But this obvious tribute-moment which opens the exhibition is the only time such a direct visual connection is drawn between the two artists in this show.
From here, its five different spaces, which present around 90 works drawn mostly from State Galleries and private collections, encourage more subtle yet sharp artistic links between the two artists which allow for nuanced readings of their work.

An early example appears in one of the exhibition’s first gallery spaces where Brack’s moody 1955 Self Portrait is placed in dialogue with Mckenna’s work Cat at mirror (2015) – a painting that portrays exactly what its title suggests (a small cat standing in a bathroom basin with its front paws on the mirror while looking bemusedly at its own reflection).
These pairings and arrangements are playful, yet also conceptually weighty in revealing both artists’ explorations of ideas of consciousness, the psyche, self-inquiry and free will.
These early works’ subtle references to pets and animals also foreshadow what’s to come later in the show, in galleries where animals feature more prominently and offer even greater insight into the artists’ lives and personalities.
Two artists surveying lives and landscapes
While its first galleries explore ideas of the human condition, the show’s middle and final galleries strike different tones and bring new energies to the fore.
A particularly interesting survey appears in a middle space dominated by Brack’s large painting The Hands and the Faces (1987).
This work (on loan from the NGV) was made late in Brack’s career (at age 67).
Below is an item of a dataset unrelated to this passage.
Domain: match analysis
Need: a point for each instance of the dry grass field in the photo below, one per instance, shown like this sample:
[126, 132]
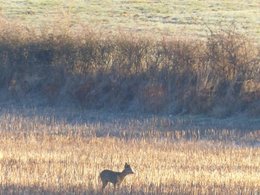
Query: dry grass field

It shows a bevvy of museum postcards arranged on a coffee table as if in a floral bouquet. The cards show faces of statues and figures from antiquity, and were painted from Brack’s own collection which he had picked up in museum gift-shops around the world.

Domestic in feel, the work also hints at a fondness for collecting, categorising and charting the seemingly ordinary ‘stuff’ Brack encountered in life, and his skill for making the minutiae more mysterious in his more complex (sometimes unsettling) scenes.
In parallel, McKenna’s ‘map’ works (which are often maps of Australia) offer whimsical, bigger picture overviews of his world view, and reveal his own inclinations towards categorising and charting his life in different ways.
It’s subtle thematic overlaps like these which surface frequently throughout this show, that give it depth and make for a rich visual experience.
By its end, it certainly feels like a masterstroke in design and vision, and a deeply-felt exploration of these two artists’ work.

Ultimately, it feels like the curators’ astute choices allow viewers (whether fans of Brack or McKenna or not) to enjoy fascinating windows into the artists’ lives and the lives of others around them, in ways that prompt reflection on Australian life and the ways it has changed (or hasn’t changed) over time.
For these reasons (among others) the show will no doubt see many return for second and third looks to commune with its selection of highly compelling works.
John Brack x Noel McKenna: A face in the mirror is at the National Portrait Gallery, Canberra until Sunday 19 July.